It all started when running through the innards of the Riftworm. Taking my chainsaw-gun in hand, I tore through tissue as blood spurt back on to the ‘camera’ that was behind me. Slightly bemused by this rather superfluous barrier, I couldn’t help but envision this whole travel as ripping through the worm’s multiple hymen. While I made this comment in an off-hand manner while my roommate watched me, it did not strike me as particularly false, though not wholly true.
Curious at why I felt this, I started noticing a trend: females in this game mainly existed to have violence or the threat of violence visited upon them.
Anya Stroud, the intelligence officer who provides you with various instructions feels less a presence in this game, though she is seen more often–with the stakes supposedly being higher and more breaks in communication occurring due to location. While this time around Jack displays an image of her speaking, her visibility only seems to serve prefacing the last cut-scene in the game.
Then comes the queen of the Locust. I’m not sure what I imagined, but a human-looking Locust with greyish skin tone was not on the list. Instead of seeking to other her with grotesque features, she remains othered merely by the fact of her sex. It was slightly disconcerting.
The only previous Locust females we’ve encountered to this point are the Beserkers in the first game, whose blindness and brute strength served as a reminder of the capability of females in nature for physical viciousness. Queens can often be seen as sexualized objects, with the obsession being over their ability to produce heirs or progeny (oftentimes over their capability to rule). While no hint is given as to Locust procreation or how the line of succession in their society works, the queen here is sexualized by her presentation as an almost vamp figure with curves and a mantle that actually seems part of her own body, but could easily be mistaken for regal clothing.
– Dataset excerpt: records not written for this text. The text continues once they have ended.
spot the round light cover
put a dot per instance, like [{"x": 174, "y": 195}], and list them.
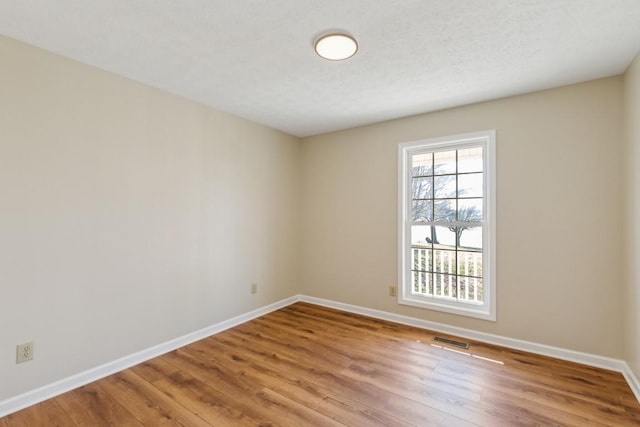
[{"x": 336, "y": 47}]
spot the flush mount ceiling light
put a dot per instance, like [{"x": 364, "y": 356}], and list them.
[{"x": 336, "y": 47}]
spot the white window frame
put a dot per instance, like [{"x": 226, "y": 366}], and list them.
[{"x": 487, "y": 138}]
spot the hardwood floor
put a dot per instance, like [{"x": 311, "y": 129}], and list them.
[{"x": 306, "y": 365}]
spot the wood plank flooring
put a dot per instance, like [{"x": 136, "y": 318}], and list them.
[{"x": 306, "y": 365}]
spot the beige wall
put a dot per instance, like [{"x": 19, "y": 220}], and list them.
[
  {"x": 128, "y": 216},
  {"x": 559, "y": 209},
  {"x": 632, "y": 282}
]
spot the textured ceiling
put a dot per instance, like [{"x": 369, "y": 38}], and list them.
[{"x": 254, "y": 58}]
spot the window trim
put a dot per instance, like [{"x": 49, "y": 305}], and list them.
[{"x": 486, "y": 311}]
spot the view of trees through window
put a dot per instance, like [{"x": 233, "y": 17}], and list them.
[{"x": 446, "y": 224}]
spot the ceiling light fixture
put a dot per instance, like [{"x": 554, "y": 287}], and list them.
[{"x": 336, "y": 47}]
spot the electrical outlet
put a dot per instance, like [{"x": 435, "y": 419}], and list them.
[{"x": 24, "y": 352}]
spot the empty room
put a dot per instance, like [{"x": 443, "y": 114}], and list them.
[{"x": 319, "y": 213}]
Even Baird and Cole respectively chime in:
“That’s the Locust Queen?”
“I thought she was supposed to be butt-ugly.”
The goal, as her nemesis, is to kill her. This makes sense, though she isn’t presented in the slightest as someone who is physically imposing or serves as a direct threat. Instead, she orders Skorge to attack you as she walks off stage right. No violence is to be visited upon her in this game.
However, prior to this encounter, we have the scene with Maria which rattles Dom. Her only real purpose in the story is to serve as a distraction from the main plotline, with Dom’s focusing on her safety and worrying about physical threats against her. Even in releasing her from her suffering, Dom has to pull a trigger to visit upon her one last act of violence. In the end, she dies a death that is coded to be more meaningful at the same gunpoint that has already laid waste to numerous Locust. Whatever her fate was, this turn in the plot supposedly serves to pierce the tough-guy barrier that the COGs have all donned along with their massive armor. Maria is a weakness, nothing more.
To get at the men, hurt the women. It’s a theme that is certainly not new in warfare, though it serves as propaganda of the sort we expect–demonize the enemy as wanting to kill your wife, sister, daughter. While all the women that the COGs fight are either in positions of power or combatants themselves, it is the fear of violence against one’s own women that is trumpeted as what has to be avoided. In this fashion, Gears seems to reveal a filter of how we are seeing the landscape, which is supported by the hints it keeps giving as to our lack of knowledge of the Locust’s activities and history.
All we ever see of the Locust is their military, whereas we are shown humanity’s own suffering through the Stranded and torn down homes. There even exist flashbacks of what life was before the war with the Locust horde. Given the fact that we do storm their places of living and are given glimpses into their living situations, it is somewhat odd that all we ever see is a culture obsessed with war (as the Locust queen wryly notes is a trait of humanity). The message the game touts is clear: even in some futuristic, other-world setting, females best serve the war effort by playing behind the scenes. Their stake in humanity is a passive one.
At the very end, after a boss battle that served as pointless and the sinking of Jacinto, Marcus suddenly worries about Anya. What we see reflected in his face is the same worry we were to have experienced from Dom’s own expressions. Though there exists little actual conversation between Marcus and Anya that is not professional, his worry about her death among all the others serves as both a warning of a future romance story we may have to endure and the fact that all this fighting is really a propaganda machine. The enemy will break and slaughter your women (though it’s also been doing so to your men). Women, like paintings, are seemingly a high-priced commodity; likewise, their utility is somewhat left up to debate.
Unlike the breaking of Tai, the threat of violence against Maria or Anya is meant to be more poignant due to the fact that the human females in the game are never shown to be capable–they are ‘innocent’ victims. We, as players, never control them, meaning anything they may do to help the war effort exists off-screen. They are not fellow COGs on the battlefield, so their utility is seen as decoration. They exist in cut-scenes and radio transmissions–a mythical unicorn which needs protecting, and is spotted about as frequently.
While it seems to be in agreement with a supply and demand model (women are rarely seen, so their value as a commodity is higher when killed), Gears of War serves as a better reminder that this genre of games is very much stuck in a childlike mentality where girls don’t play with boys. This relegates them to being featured in stories when needed, but very rarely given any actual function beyond damsels in distress.